Depois de algumas semanas, começaram batalhas pesadas. Nós nos mudamos para Salah al-Din. Foi pior do que na Síria ”, disse Ahmad. “Corpos caíram na rua e ninguém os pegou. Tantos sírios morreram. ” Ahmad não sabe exatamente quantos sírios morreram na Líbia, mas diz que viu pessoalmente mais de uma dúzia de mortos em batalha.
“Não era nada como estamos acostumados na Síria”, disse Ahmad. “É um combate de rua urbano. Não temos as armas certas nem as habilidades certas. Nós estamos sendo massacrados. E assim, muitos de nós começaram a se recusar a lutar. Ou seríamos levados para a linha de frente e nos esconderíamos lá.
Ahmad diz que quando os militantes sírios começaram a desafiar as ordens, soldados líbios alinhados com o GNA viriam vencê-los. Ele diz uma vez, quando um sírio se recusou a lutar três vezes seguidas, um militante líbio deu um tiro na perna dele.
O número de sírios desesperados para deixar a Líbia cresce a cada dia. “A última mentira que a Turquia nos disse foi que teríamos que ficar apenas dois meses ou três meses”, disse Ahmad. ” Mas mais de três meses se passaram para o meu grupo e eles não estavam nos deixando voltar.”

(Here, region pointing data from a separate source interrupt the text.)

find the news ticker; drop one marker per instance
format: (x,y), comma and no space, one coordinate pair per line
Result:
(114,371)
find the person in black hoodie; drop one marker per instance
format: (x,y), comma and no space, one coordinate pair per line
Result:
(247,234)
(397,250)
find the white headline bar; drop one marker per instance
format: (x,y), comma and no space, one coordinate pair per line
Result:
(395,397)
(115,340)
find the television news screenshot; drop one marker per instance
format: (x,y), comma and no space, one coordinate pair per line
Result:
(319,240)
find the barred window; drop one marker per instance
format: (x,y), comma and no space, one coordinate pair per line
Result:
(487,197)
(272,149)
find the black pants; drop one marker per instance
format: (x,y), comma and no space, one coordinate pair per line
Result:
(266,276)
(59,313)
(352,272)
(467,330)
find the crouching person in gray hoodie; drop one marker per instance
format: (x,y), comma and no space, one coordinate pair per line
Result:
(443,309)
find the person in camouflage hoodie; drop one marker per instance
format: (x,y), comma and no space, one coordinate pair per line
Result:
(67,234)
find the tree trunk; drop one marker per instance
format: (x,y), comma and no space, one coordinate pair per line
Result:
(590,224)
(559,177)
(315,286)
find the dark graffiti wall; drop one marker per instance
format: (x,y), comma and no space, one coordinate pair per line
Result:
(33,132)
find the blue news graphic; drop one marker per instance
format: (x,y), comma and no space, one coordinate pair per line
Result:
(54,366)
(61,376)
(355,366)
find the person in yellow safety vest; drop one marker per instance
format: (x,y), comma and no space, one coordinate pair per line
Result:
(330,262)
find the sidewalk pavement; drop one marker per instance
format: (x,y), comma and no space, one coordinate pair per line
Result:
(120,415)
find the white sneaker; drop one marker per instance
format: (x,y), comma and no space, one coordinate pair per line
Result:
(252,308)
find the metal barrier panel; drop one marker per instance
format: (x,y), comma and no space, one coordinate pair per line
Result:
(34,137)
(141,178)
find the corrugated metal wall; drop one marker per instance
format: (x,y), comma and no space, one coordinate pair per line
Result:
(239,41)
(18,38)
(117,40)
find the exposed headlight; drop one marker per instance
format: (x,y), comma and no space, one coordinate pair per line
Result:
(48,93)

Por fim, Ahmad foi forçado a pagar ao comandante sírio US $ 700 para voar de volta para a Síria. ” Havia cerca de 100 de nós”, disse ele. ” Alguns pagaram US $ 500 e outros até US $ 1000, mas depois nos colocaram em um avião com mortos e feridos e nos permitiram retornar à Síria.”
Ahmad planeja renunciar a sua facção. Quando perguntado o que ele achava que o futuro lhe reservava, ele zombou. “ Você não deveria me perguntar isso. Não pergunte isso a nenhum de nós ”, ele disse. ” Eu nem sei o que o presente vai ser para mim.”
Um soldado turco em Trípoli relata uma experiência marcadamente diferente na Líbia. ” Olha, todo mundo está feliz”, disse ele. “ Todos os militares turcos aqui têm um bom moral. E estamos recebendo um bom dinheiro. ” Quando perguntado sobre a situação que os militantes sírios estão enfrentando na Líbia, o soldado turco disse que não sabia. ” Mas ouvi dizer que, se eles querem voltar para a Síria, podem”, disse ele.